Власть и оппозиции (Роговин) - страница 69

.

В своем заявлении Бухарин впервые связал накопление хозяйственных ошибок, ввергших страну в крайне тяжёлое экономическое положение, с невыносимым партийным режимом, при котором коренные хозяйственные вопросы «держатся под спудом. Вот почему вся партия их обсуждает, но „про себя“, по два, по три человека. Вот почему у членов партии создалась тоже двойная линия: один счёт — „для души“, другой — „для себя“. Посещение собраний, единодушное голосование, принятые официальные формулы становятся ритуалом, необходимой партийной церемонией» [198]. Утвердившийся в ВКП(б) командный стиль руководства господствует и в Коминтерне, где к братским партиям вместо убеждения применяются методы окрика, ведущие к отколам инакомыслящих. Все эти обвинения Бухарина сталинцы встречали возгласами: «Где ты это списал, у кого? У Троцкого!» [199]

Действительно, Бухарин незаметно для себя почти дословно повторял «троцкистскую» критику партийного и коминтерновского режима. Однако при этом он настойчиво твердил, что никто не загонит его на путь фракции, что он выступает лишь за прекращение борьбы и нахождение общего языка в Политбюро, возвращение от «маленькой политики» к большой политике, которая в кризисные ситуации «говорит рабочему классу правду о положении, ставит ставку на массы…» [200].

Сложность ситуации, в которой оказался Бухарин, усугублялась тем, что ему пришлось давать объяснения в связи с главным обвинением в его адрес — в попытке организации «блока с троцкистами против партии и её ЦК». После «обмена мнениями» на заседании Политбюро и Президиума ЦКК была создана комиссия во главе с Орджоникидзе для рассмотрения заявления Бухарина и вопроса о его переговорах с Каменевым. Комиссия предложила «компромисс»: Бухарин должен был осудить свои переговоры с Каменевым и признать, что его обвинения в адрес большинства Политбюро «сказаны им сгоряча, в пылу полемики»; в обмен на это все документы, связанные с «Записью» Каменева, и стенограммы речей, сказанных на заседании, будут «изъяты из употребления», а Бухарину будут обеспечены «все те условия, которые необходимы для его нормальной работы на постах ответственного редактора „Правды“ и секретаря ИККИ» [201]. Это предложение Бухарин, Рыков и Томский отклонили, заявив, что не могут изменить свои взгляды, а поэтому прекращают борьбу и подают в отставку.

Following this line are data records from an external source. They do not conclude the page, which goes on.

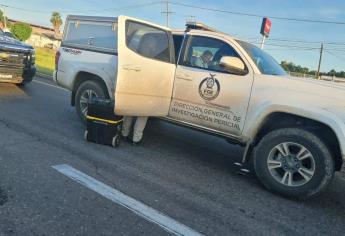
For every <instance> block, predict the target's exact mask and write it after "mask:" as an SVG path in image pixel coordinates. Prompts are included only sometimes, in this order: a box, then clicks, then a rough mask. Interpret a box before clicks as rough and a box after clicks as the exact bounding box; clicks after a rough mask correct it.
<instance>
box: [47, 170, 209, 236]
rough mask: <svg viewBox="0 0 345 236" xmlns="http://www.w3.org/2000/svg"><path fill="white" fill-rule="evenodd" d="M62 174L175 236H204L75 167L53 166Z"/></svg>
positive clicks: (57, 170)
mask: <svg viewBox="0 0 345 236" xmlns="http://www.w3.org/2000/svg"><path fill="white" fill-rule="evenodd" d="M52 167H53V168H54V169H55V170H57V171H58V172H60V173H61V174H63V175H65V176H67V177H69V178H71V179H72V180H74V181H76V182H78V183H80V184H81V185H83V186H85V187H87V188H89V189H91V190H93V191H95V192H97V193H99V194H100V195H102V196H103V197H105V198H107V199H109V200H111V201H113V202H115V203H117V204H119V205H121V206H123V207H125V208H127V209H129V210H131V211H132V212H134V213H135V214H137V215H139V216H141V217H143V218H145V219H146V220H148V221H150V222H152V223H155V224H157V225H159V226H160V227H162V228H163V229H164V230H166V231H168V232H170V233H172V234H175V235H198V236H199V235H202V234H200V233H198V232H196V231H195V230H193V229H192V228H190V227H188V226H186V225H183V224H181V223H179V222H177V221H176V220H174V219H172V218H170V217H169V216H166V215H164V214H163V213H161V212H159V211H157V210H155V209H153V208H151V207H149V206H147V205H145V204H144V203H142V202H139V201H137V200H135V199H134V198H132V197H129V196H127V195H125V194H124V193H122V192H120V191H118V190H116V189H114V188H111V187H109V186H108V185H106V184H104V183H102V182H100V181H98V180H96V179H94V178H92V177H90V176H88V175H86V174H84V173H82V172H80V171H78V170H77V169H74V168H73V167H71V166H69V165H66V164H62V165H56V166H52Z"/></svg>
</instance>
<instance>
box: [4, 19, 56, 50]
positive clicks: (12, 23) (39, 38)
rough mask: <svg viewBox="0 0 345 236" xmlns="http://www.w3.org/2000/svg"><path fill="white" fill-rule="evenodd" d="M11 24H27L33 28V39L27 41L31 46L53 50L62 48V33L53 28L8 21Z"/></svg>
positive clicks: (24, 22) (35, 24)
mask: <svg viewBox="0 0 345 236" xmlns="http://www.w3.org/2000/svg"><path fill="white" fill-rule="evenodd" d="M8 21H9V22H10V23H12V24H13V23H17V22H21V23H26V24H29V25H30V26H31V28H32V34H31V37H30V38H29V39H28V40H26V43H28V44H31V45H32V46H34V47H45V48H51V49H55V50H56V49H57V48H58V47H60V43H61V38H62V33H61V32H55V30H54V29H53V28H50V27H46V26H42V25H36V24H31V23H27V22H23V21H18V20H14V19H8Z"/></svg>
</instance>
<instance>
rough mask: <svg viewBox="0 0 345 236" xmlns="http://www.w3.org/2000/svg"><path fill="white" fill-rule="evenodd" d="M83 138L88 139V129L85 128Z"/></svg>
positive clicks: (88, 133) (88, 131) (85, 139)
mask: <svg viewBox="0 0 345 236" xmlns="http://www.w3.org/2000/svg"><path fill="white" fill-rule="evenodd" d="M84 139H85V141H89V131H87V130H85V132H84Z"/></svg>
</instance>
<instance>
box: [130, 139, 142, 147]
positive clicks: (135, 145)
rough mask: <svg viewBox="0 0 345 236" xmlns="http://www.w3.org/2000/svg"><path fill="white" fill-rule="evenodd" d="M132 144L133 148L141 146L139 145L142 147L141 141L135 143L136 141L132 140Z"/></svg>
mask: <svg viewBox="0 0 345 236" xmlns="http://www.w3.org/2000/svg"><path fill="white" fill-rule="evenodd" d="M131 144H132V145H133V146H139V145H141V140H140V141H139V142H134V141H133V140H132V142H131Z"/></svg>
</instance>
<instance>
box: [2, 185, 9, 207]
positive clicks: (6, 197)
mask: <svg viewBox="0 0 345 236" xmlns="http://www.w3.org/2000/svg"><path fill="white" fill-rule="evenodd" d="M7 201H8V197H7V194H6V192H5V191H3V190H2V189H1V188H0V206H2V205H4V204H5V203H6V202H7Z"/></svg>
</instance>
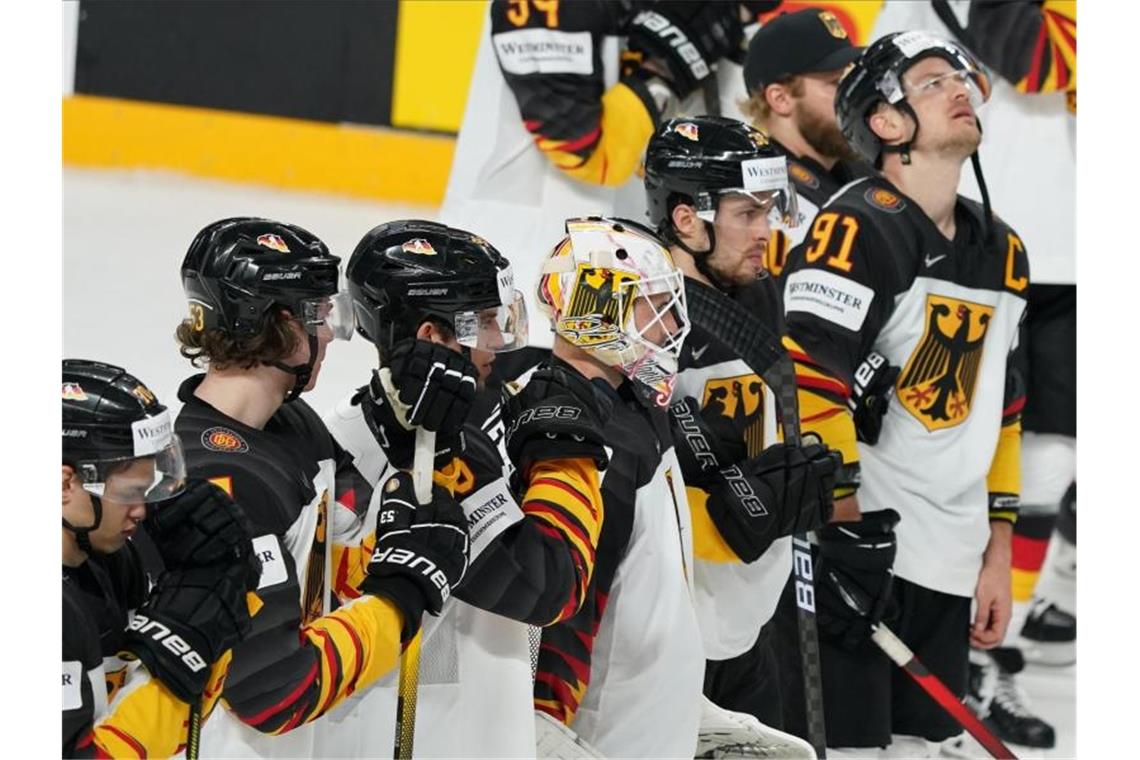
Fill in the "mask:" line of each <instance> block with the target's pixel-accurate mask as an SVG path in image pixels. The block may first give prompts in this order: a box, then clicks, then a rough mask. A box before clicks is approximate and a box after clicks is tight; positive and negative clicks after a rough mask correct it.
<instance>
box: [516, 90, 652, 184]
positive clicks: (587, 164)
mask: <svg viewBox="0 0 1140 760" xmlns="http://www.w3.org/2000/svg"><path fill="white" fill-rule="evenodd" d="M524 124H526V126H527V129H528V130H529V131H530V133H531V134H534V136H535V145H537V146H538V149H539V150H541V152H543V153H544V154H545V155H546V157H547V158H548V160H549V161H551V163H553V164H554V165H555V166H557V167H559V169H560V170H562V171H563V172H565V173H567V174H569V175H570V177H573V178H575V179H577V180H579V181H583V182H589V183H591V185H603V186H606V187H617V186H620V185H625V182H626V181H627V180H628V179H629V178H630V177H633V174H634V172H635V171H637V169H638V166H640V165H641V156H642V153H643V152H644V149H645V144H646V142H648V141H649V138H650V137H651V136H652V134H653V117H652V116H651V115H650V113H649V111H646V108H645V104H644V103H643V101H642V99H641V98H640V97H638V96H637V93H635V92H634V91H633V90H632V89H629V88H628V87H626V85H625V84H621V83H618V84H614V85H613V87H612V88H610V89H609V90H608V91H606V92H605V95H603V96H602V117H601V120H600V122H598V124H597V125H596V126H594V128H592V129H589V130H588V131H586V132H585V133H583V134H581V136H579V137H576V138H573V139H570V140H557V139H552V138H547V137H544V136H543V133H541V131H543V124H541V123H540V122H537V121H527V122H524Z"/></svg>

На следующем заседании Политбюро и Президиума ЦКК, состоявшемся 9 февраля, «тройка» представила свое совместное заявление. В ней она расценивала подготовленный комиссией проект резолюции, воспроизводящий сталинские оценки её взглядов и поведения, как попытку отсечь её от руководства и политически уничтожить. Отвергая обвинение в фракционности, Бухарин, Рыков и Томский заявляли, что никогда не выступали против решений ЦК, а боролись лишь против искажения сталинской группой этих решений в духе «чрезвычайщины». Они протестовали против того, чтобы «единолично решались вопросы партийного руководства», чтобы Сталин и партия рассматривались как «равновеликие величины», а любая критика Сталина расценивалась как выступление против партии и ЦК.